Working with a music therapist after his surgery just reinforced what he already knew.
"Music can change lives," he said.
Music therapy is an emerging field, he added, and so far, he's been moved by the work he's done through internships, working with children with developmental disabilities.
"But playing for people is also something I love," Nangle said. "That's why I started doing it up and down the coast."
He started performing on the beach in 2020, during the COVID-19 pandemic, after his university allowed students to return to campus housing.
"It was a way to get out and connect with people," he said. "I got a lot of positive reinforcement and just kept it going."

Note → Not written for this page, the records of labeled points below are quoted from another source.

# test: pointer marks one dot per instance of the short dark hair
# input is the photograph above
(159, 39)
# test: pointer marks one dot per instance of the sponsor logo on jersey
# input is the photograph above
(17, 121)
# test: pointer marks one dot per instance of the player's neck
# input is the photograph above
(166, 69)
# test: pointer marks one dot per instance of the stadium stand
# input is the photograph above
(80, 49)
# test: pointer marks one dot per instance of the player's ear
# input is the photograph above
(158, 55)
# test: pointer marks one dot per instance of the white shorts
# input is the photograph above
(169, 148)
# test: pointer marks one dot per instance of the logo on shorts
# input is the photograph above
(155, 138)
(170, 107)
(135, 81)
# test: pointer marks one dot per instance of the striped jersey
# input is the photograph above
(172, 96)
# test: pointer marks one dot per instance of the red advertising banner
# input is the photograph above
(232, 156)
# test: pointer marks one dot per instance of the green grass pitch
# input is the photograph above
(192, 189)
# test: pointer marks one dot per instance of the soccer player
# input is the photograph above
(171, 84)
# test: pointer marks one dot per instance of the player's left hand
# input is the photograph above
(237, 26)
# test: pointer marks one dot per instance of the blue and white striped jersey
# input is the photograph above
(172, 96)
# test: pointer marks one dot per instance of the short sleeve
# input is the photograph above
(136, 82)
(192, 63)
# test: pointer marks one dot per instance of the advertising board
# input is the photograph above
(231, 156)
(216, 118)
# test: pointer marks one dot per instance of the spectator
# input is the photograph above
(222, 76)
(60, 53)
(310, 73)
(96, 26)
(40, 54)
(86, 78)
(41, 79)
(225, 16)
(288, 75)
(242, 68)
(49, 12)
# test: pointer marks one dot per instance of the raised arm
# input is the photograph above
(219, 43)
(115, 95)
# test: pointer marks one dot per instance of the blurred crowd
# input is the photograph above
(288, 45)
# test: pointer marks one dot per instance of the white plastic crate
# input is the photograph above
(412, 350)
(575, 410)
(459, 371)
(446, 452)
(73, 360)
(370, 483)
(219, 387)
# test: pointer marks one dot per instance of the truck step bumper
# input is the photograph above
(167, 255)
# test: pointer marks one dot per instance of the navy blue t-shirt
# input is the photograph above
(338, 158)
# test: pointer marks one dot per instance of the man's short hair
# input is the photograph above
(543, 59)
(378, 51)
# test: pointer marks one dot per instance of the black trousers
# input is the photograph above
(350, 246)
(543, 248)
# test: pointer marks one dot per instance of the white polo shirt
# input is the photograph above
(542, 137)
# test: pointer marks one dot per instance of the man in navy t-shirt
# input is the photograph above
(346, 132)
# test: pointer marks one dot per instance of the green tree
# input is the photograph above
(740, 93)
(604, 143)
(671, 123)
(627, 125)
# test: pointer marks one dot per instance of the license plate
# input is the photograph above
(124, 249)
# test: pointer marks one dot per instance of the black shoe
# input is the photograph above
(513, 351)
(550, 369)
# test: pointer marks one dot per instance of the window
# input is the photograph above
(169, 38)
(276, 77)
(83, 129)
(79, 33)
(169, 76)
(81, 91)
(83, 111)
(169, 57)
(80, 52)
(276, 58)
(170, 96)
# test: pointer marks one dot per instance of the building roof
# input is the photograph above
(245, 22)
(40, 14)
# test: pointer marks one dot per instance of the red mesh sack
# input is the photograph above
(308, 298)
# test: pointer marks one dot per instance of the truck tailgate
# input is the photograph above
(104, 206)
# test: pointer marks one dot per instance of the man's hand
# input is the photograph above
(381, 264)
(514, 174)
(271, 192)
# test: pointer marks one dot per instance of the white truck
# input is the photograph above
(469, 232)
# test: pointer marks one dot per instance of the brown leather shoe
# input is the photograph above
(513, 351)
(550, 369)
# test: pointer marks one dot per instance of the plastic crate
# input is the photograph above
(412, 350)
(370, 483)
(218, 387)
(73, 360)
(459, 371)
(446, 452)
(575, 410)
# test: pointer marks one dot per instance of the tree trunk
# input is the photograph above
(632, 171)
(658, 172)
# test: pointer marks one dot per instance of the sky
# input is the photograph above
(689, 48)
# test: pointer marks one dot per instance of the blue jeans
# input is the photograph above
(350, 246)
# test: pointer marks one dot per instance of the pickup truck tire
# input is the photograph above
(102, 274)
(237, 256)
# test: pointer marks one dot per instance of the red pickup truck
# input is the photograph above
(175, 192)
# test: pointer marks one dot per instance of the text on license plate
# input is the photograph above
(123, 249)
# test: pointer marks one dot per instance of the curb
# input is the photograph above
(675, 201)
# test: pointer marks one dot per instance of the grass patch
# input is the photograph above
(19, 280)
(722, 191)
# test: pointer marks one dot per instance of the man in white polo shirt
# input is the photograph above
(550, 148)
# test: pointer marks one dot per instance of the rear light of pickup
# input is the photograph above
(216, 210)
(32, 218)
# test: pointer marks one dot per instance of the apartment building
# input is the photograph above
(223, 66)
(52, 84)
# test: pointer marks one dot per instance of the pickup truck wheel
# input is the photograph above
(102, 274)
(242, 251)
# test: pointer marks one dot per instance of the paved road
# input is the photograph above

After Hurricane Ian pummeled the area at the end of September 2022, Nangle stopped playing on the beach for several months.
"There are not a lot of people out there and it just makes me sad," he said.
But he's forcing himself back out there each week as a way to give back to the community as it recovers from Ian.
"I'm trying to go every Saturday again, like I used to, just to support local venues out there trying to build their businesses back again," he said.
Though a tree fell on the home he was renting during the hurricane, Nangle wasn't as affected by the storm as so many others he knows.
"I have many friends and acquaintances who were very impacted," he said.
He recalls the first time he saw the beach after Ian had passed.
"It was a couple of days after the storm, my first day driving out there, and it was horrendous," he said.
Nangle said he's inspired by the businesses who are not only rebuilding but who are serving the community at the same time.
"The Beach Bar has its truck out there serving people. Mojo's Coffee Shop is trying to do the same thing and you have the FK (Your Diet) food truck out there cooking people hamburgers," he said. "So, I'm doing what I can, getting back out there to get people movin’ and groovin’ a little bit."